Folha de S.Paulo

Podcast com Fernanda Torres analisa vidas de famosos com playlists

Contando histórias pelas seleções musicais, a atriz chama ouvintes a dispensar cartilhas políticas e abraçar a emoção

- Caio Delcolli

Uma das lembranças mais marcantes da infância de Fernanda Torres é o álbum “Vapor Barato”, da banda de mesmo nome. O disco de vinil vermelho era fetiche da sala dos pais. Isso ocorreu quando “a gente tinha relação com objeto” para escutar música, diz a artista de 57 anos.

Segundo a atriz, a memória armazena músicas que se tornam trilhas sonoras da vida de alguém —e que uma seleção dessas faixas pode dizer muito a respeito das pessoas.

Agora Fernanda, que também é colunista deste jornal, reúne vários de seus lados como contadora de histórias —o que inclui um pouco de psicanális­e— no podcast “A Playlist da Minha Vida”, cujos episódios passam a ser disponibil­izados pela plataforma Deezer a partir desta sexta-feira.

Com o programa, Fernanda quer trazer a subjetivid­ade dos entrevista­dos em um momento do Brasil no qual restringim­os nossa escuta a fachadas e cartilhas políticas.

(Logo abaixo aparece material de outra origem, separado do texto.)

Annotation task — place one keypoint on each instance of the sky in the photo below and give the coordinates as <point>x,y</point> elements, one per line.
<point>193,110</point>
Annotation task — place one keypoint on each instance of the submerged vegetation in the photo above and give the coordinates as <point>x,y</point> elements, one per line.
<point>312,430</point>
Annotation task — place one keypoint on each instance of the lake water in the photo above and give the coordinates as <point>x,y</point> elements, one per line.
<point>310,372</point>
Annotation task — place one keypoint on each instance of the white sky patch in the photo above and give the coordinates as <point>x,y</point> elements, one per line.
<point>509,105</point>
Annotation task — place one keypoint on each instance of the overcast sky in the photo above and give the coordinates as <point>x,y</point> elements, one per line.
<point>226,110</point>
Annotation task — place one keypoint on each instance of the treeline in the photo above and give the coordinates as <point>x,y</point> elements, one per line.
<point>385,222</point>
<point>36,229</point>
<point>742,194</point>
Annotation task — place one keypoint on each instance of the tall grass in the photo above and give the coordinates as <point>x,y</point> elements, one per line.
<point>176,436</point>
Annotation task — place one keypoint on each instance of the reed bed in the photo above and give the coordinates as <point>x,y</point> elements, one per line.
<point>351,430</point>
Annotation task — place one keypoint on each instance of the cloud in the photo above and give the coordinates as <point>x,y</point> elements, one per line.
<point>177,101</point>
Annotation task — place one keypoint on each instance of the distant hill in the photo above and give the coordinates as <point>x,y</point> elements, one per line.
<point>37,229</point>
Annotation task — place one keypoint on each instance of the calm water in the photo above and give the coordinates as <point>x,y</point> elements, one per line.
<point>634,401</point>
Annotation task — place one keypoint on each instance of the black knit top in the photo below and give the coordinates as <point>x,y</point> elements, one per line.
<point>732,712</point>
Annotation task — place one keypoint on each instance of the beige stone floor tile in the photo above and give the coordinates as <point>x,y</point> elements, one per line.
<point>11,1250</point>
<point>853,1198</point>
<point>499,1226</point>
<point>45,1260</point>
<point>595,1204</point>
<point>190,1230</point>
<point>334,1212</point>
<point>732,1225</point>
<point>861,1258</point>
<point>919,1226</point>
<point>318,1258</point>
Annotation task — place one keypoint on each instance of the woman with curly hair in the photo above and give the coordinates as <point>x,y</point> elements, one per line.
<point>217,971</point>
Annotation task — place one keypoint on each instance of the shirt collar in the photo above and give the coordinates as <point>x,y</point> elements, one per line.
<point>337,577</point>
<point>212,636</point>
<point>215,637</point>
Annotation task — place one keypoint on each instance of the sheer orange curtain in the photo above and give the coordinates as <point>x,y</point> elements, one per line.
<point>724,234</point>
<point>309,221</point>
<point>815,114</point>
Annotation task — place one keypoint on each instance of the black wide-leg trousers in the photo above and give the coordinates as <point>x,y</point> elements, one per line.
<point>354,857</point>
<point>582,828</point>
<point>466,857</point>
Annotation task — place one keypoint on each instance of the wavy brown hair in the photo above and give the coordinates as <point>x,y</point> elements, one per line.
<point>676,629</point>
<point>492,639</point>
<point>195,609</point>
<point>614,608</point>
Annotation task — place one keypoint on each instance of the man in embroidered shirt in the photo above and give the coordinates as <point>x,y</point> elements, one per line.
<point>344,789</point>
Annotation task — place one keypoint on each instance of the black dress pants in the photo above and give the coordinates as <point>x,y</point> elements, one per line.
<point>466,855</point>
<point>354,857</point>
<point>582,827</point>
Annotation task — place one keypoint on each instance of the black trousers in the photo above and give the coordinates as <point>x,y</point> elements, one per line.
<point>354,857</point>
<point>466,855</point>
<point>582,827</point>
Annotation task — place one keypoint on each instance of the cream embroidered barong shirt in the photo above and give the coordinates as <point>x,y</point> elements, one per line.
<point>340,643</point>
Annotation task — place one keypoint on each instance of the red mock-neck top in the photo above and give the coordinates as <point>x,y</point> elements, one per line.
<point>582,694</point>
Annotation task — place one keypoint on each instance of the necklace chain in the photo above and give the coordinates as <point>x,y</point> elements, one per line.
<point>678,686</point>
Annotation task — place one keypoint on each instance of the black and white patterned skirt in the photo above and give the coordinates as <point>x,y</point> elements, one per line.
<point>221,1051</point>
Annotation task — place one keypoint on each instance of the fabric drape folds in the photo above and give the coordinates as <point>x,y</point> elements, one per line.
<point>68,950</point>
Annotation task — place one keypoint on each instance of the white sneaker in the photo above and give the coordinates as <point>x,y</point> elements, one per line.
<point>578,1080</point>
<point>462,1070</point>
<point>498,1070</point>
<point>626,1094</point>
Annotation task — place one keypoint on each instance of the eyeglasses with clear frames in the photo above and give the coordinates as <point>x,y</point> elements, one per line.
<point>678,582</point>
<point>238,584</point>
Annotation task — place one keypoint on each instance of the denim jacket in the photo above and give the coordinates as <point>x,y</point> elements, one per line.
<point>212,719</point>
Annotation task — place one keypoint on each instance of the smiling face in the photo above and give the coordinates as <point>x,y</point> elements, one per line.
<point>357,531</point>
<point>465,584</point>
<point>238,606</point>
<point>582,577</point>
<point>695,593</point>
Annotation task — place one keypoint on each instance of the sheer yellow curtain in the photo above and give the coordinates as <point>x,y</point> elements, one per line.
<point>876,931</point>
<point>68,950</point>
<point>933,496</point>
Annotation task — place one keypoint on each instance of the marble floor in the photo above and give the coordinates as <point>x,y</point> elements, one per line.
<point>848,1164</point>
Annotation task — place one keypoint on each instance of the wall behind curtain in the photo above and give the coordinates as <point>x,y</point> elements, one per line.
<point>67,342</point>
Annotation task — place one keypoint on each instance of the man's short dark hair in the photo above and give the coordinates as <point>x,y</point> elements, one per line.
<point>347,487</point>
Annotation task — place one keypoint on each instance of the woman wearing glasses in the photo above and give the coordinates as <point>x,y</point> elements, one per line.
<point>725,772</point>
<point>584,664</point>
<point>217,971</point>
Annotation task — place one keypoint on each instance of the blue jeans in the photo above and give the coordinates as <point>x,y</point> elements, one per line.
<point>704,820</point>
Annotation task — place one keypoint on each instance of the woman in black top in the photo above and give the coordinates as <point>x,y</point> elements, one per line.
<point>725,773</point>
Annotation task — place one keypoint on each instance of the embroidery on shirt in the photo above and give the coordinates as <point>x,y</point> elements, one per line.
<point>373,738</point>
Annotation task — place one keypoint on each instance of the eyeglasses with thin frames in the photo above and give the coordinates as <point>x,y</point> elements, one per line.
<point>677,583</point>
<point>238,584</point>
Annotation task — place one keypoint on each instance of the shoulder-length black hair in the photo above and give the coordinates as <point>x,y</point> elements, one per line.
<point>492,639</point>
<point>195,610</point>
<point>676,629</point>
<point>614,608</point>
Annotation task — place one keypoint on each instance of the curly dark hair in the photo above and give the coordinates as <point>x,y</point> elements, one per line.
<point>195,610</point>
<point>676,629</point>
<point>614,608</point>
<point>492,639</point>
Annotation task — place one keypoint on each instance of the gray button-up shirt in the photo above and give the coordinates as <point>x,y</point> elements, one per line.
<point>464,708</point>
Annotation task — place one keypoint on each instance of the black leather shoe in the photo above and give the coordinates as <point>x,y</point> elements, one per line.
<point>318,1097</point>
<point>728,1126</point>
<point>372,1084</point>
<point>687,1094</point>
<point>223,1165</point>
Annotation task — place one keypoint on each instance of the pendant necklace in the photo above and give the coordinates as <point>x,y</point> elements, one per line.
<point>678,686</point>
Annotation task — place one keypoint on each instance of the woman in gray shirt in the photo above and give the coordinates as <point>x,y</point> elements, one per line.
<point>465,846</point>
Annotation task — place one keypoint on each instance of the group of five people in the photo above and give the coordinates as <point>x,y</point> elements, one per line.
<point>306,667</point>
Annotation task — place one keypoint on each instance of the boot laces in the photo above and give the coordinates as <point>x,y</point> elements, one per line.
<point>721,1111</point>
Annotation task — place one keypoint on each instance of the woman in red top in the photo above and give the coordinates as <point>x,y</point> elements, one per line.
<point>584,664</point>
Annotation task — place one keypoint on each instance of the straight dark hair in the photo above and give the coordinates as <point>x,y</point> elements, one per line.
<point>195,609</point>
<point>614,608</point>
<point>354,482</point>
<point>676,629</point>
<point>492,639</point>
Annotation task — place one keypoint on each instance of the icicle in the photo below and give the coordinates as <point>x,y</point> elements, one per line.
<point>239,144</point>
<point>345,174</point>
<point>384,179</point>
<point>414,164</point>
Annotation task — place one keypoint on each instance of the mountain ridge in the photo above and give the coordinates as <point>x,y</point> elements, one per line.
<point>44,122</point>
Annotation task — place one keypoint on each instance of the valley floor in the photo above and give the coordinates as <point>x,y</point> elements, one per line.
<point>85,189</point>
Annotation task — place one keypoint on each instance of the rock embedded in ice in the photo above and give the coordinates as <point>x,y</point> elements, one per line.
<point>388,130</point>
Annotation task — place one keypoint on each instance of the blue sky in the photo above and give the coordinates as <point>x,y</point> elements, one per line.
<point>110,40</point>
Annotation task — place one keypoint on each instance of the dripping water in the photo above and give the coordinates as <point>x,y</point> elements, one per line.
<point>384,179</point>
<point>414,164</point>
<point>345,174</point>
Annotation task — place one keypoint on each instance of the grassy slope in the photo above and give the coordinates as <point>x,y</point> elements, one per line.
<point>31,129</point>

“A gente precisa de uma visão da vida mais existencia­l e, como diz minha mãe, menos cronística”, diz. Tanto faz direita ou esquerda, defende, já que é preciso ir além do discurso.

No primeiro episódio, Marcelo D2 se senta à mesa com a anfitriã. Conforme o proposto, ele leva uma playlist com 12 músicas. Uma a uma, as faixas são tocadas, comentadas e, a partir delas, D2 se lembra de episódios cruciais de sua vida.

Entre eles a renovação da Lapa, no centro do Rio de Janeiro, bairro onde o rapper, quando jovem, foi salvo de entrar para o crime e, na pior das hipóteses, morrer como amigos de infância. A Lapa representa uma ligação entre o convidado e a anfitriã, afirma a atriz.

“Em um momento em que a gente acha que cultura é sinônimo de Lei Rouanet, o episódio prova a função da cultura em uma cidade e geração”, diz.

A playlist traz The Jesus and Mary Chain, Ratos de Porão e James Brown. Ele chora ao citar “Cordeiro de Nanã”, canção dos Tincoãs cantada no velório de sua mãe, e lembra que, para compor, buscava samples da MPB nos vinis dos pais.

Ele comove a apresentad­ora quando lembra de Skunk, cofundador do Planet Hemp, morto aos 27 anos por complicaçõ­es causadas pela Aids antes mesmo do primeiro álbum do grupo sair. Foi tanta intimidade, diz Fernanda, que ela se sente amiga de D2.

Algumas surpresas também surgem. Marisa Monte descobriu que a apresentad­ora estava em sua primeira performanc­e ao vivo, uma versão de “Rocky Horror Picture Show”, num colégio do Rio. A cantora tinha 14 anos e Fernanda, 16.

Outra veio de Drauzio Varella, médico e escritor, que relatou ter feito aulas de teatro em um período em que se sentia sozinho —e onde conheceu a mulher, a atriz Regina Braga. Pabllo Vittar compartilh­a que cresceu em assentamen­to do MST, o Movimento dos Trabalhado­res Rurais sem Terra.

Também participam Sidarta Ribeiro, Gilberto Gil, Djamila Ribeiro, Lulu Santos e Rita von Hunty, entre outros. “Sei de coisas da vida deles que jamais saberia em outra situação que não fosse essa, o que é estranhíss­imo”, afirma Torres.

Laura Capanema, diretora criativa de “A Playlist da Minha Vida”, conta que o podcast adapta o original francês da Deezer, mas a versão brasileira tem identidade própria.

O original tem episódios curtos e conta com inserções simples. Já a adaptação é uma experiênci­a sonora. “As faixas entram, permeiam a resposta, evocam emoções”, ela diz.

Enquanto a versão francesa tem uma jornalista musical como anfitriã, Capanema e equipe fugiram do óbvio. “Queríamos chamar alguém que aprendesse junto com os entrevista­dos e fosse bom de papo, como em uma mesa de bar.”

“O programa chega ao Brasil em bom momento”, diz Fernanda. “As pessoas estão com saudade de ter sentimento.”